Sin embargo, la esencia se mantiene intacta porque, por encima de cualquier cosa, se sigue luchando por amor a la hermandad. En esa parcela -familiar y policial- la cinta da el do de pecho. De quienes sus antepasados se enfrentaron a los comanches ahora ha nacido una suerte de tribu, formada por dos personajes a los que no les importa su vida lo más mínimo, si se trata de salvaguardar la de sus descendientes, y contraria a los preceptos de la norma. Comanchería funciona como una moraleja constante de las viejas historias sobre caer con honor, dedicada a unos tiempos que han cambiado de dueños.
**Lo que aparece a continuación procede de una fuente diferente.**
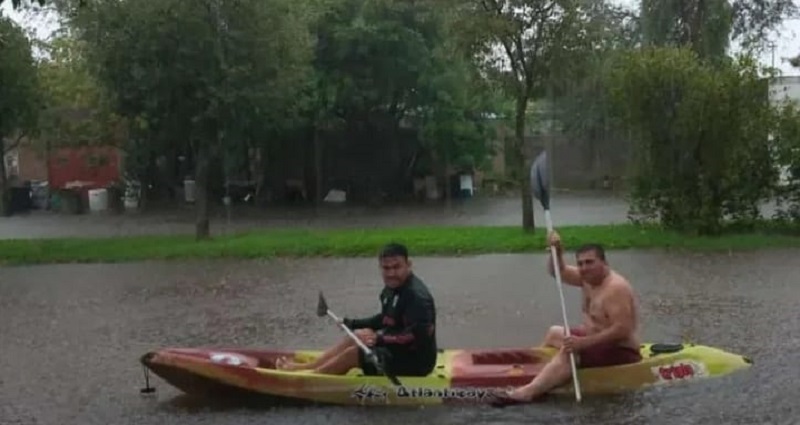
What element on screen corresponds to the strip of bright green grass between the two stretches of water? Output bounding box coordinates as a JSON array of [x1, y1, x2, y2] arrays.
[[0, 224, 800, 264]]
Ya no tiene la profundidad histórica que protagonizaba gran parte de las obras de William Goyen, sino que a golpe de casino y dinero volátil, todo ha quedado reducido a un mínimo común denominador: la escasez de fronteras. Esta lectura socio-política de Sheridan es adaptada al lenguaje cinematográfico por un Mackenzie que rueda con crudeza y amargura, casi como si estuviera relatando la historia de su vida. Comanchería está edificada sobre una escala de grises que le sienta de maravilla al destino de sus personajes, aunque no al subtexto económico, sustentado por unos diálogos que tratan de colocar en el mapa a aquellos territorios olvidados (esto último antes, claro, de que fueran precisamente ellos los que abandonasen la idea de una Casa Blanca gobernada por Hillary Clinton, presunta potentada del despiadado establishment). En un desierto fotografiado sin ese grano característico de las grandes gestas, esta decisión se antoja como un contraste diseñado a propósito de su carácter tejano. La calidez no está reñida con la oscuridad y, sin embargo, es en ese momento, previo a uno de los clímax más tranquilos y a la vez arrebatadores del año, cuando se hace la luz y todos nosotros sabemos qué se esconde detrás de cada línea de guión. Quizá no hayamos cambiado tanto como nos hacen creer. Quizá sigamos siendo tan pasionales como antes, aunque la modernidad nos pase por encima.
Tráiler de ‘Comanchería’
Review de 'Comanchería', lo nuevo de David Mackenzie y Taylor Sheridan
NOTABLE - 7
7
En 'Comanchería' no hay maniqueísmos, sí una pulsión narrativa que quita el aliento. Y eso, señores, es el Oeste. Tierra, sangre y venganza. Triunfo, serenidad y valentía.